Bill, I have owned the VK-500 with BAT PAK, the Cary 500MB, and currently the Cary SA-500.1 monoblocks, which are essentially two of the SA-200.2 stereo amps, with different input modules.
All of these have pretty good power supplies and the newer Cary amps improve the power supplies even further over the 500MB, since they doubled the heat sink area, included a 1,500kVA low noise transformer (my 500MB transformers displayed mechanical hum while my 500.1s are quiet), and improved capacitance and current, as stated by Cary,
dramatically improved performance and current-handling capacity over our previous models
I suspect there are further improvements of the SA-500.1 monos over the SA-200.2 stereo version (which I have not heard), that go beyond the substantial increase in power since the 500.1s would be a dual differential design with the two halves each driving one phase resulting in the substantial increase in power and better noise cancellation.
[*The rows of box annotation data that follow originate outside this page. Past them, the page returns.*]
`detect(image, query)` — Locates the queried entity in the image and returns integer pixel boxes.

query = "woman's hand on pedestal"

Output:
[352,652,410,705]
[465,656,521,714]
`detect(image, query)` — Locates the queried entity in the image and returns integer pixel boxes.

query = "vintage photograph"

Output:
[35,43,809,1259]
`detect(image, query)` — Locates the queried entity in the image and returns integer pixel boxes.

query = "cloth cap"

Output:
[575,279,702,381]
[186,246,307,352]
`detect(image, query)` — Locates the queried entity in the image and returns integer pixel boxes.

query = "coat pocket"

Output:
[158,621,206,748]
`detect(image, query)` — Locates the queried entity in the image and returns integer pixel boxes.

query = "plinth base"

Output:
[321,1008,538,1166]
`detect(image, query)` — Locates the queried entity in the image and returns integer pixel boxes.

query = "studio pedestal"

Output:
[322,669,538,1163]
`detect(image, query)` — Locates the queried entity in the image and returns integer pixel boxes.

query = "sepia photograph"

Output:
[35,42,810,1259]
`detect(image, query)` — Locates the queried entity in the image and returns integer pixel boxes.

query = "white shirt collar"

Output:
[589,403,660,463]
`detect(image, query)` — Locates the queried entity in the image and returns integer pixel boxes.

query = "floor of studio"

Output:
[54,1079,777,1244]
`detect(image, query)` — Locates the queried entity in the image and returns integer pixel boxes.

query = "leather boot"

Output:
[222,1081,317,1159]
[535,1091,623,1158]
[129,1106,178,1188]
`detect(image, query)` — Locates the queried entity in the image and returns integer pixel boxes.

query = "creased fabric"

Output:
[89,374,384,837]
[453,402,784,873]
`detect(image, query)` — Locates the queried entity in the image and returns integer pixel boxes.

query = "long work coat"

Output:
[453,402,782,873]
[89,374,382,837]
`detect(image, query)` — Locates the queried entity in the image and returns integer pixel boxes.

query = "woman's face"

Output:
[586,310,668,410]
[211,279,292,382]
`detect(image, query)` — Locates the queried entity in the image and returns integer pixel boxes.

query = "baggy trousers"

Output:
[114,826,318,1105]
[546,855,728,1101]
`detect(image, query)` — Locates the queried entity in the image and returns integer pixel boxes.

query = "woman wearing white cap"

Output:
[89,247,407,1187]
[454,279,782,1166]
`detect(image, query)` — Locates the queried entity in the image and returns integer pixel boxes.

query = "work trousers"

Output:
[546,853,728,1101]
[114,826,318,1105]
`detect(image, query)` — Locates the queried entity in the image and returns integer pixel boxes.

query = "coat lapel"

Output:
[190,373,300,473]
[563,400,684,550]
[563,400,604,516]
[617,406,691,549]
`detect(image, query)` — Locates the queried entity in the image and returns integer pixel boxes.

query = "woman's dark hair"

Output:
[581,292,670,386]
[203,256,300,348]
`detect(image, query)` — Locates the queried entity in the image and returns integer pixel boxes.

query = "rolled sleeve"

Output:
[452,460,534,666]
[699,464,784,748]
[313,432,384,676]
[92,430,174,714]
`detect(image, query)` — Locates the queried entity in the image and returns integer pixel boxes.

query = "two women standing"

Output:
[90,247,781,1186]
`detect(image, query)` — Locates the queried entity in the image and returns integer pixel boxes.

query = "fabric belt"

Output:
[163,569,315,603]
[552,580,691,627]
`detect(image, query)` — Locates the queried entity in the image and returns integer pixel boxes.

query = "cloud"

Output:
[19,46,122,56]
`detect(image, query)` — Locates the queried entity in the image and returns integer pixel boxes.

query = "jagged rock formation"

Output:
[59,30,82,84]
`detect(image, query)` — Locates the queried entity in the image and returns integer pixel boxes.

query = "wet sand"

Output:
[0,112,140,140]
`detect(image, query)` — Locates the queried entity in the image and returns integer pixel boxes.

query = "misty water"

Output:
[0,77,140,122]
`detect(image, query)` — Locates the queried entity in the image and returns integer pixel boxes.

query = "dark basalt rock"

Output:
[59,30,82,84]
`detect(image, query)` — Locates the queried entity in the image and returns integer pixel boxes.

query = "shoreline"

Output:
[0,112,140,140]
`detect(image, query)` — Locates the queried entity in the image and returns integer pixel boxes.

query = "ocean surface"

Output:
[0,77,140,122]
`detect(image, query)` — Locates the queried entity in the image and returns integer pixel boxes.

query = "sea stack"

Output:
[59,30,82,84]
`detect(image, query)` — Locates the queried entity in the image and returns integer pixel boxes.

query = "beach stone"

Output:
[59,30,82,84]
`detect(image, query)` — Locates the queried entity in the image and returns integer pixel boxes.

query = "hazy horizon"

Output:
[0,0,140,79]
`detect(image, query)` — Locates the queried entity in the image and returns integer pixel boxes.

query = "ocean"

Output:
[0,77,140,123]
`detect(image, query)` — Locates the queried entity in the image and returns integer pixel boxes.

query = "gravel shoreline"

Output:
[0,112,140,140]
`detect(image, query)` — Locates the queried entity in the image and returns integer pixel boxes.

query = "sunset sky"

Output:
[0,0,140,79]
The other basic design difference between the newer Cary amps compared to the 500MBs are the use of a larger number of smaller capacitors located closer to the output devices, rather than the fewer large capacitors used in the 500MB. They have increased the overall capacitance.
A distinguishing design difference between the Cary amps and the BAT is that the BAT uses mosfet devices in both input and driver stages and the Cary amps use bipolar output devices. You can do searches as to the characteristics of these devices but some would say mosfets have a softer presentation and bipolars have better detail and slam - as a gross generalization.
Regarding how the amps sound, in my system, the BAT did indeed have a sort of softer pleasingly warm midrange at the expense of some definition and HF extension. The bass was quite solid but a bit "woolly." The 500MBs had a sweet sounding HF, and a smooth, rich midrange that many like, but the bass suffered from a lack of control and was somewhat plump as a result. The 500.1s improve on the 500MBs dramatically in the bass, which is as good as I have heard, and also improve in the areas of clarity/resolution, soundstage, and dynamics, while having a much lower noise floor than I experienced with the 500MB.
In summary, they are all ok but I would tire of the BAT over time and would choose the 500MBs over the BAT, and certainly the 500.1s over the 500MBs, as they are pretty much better in every way.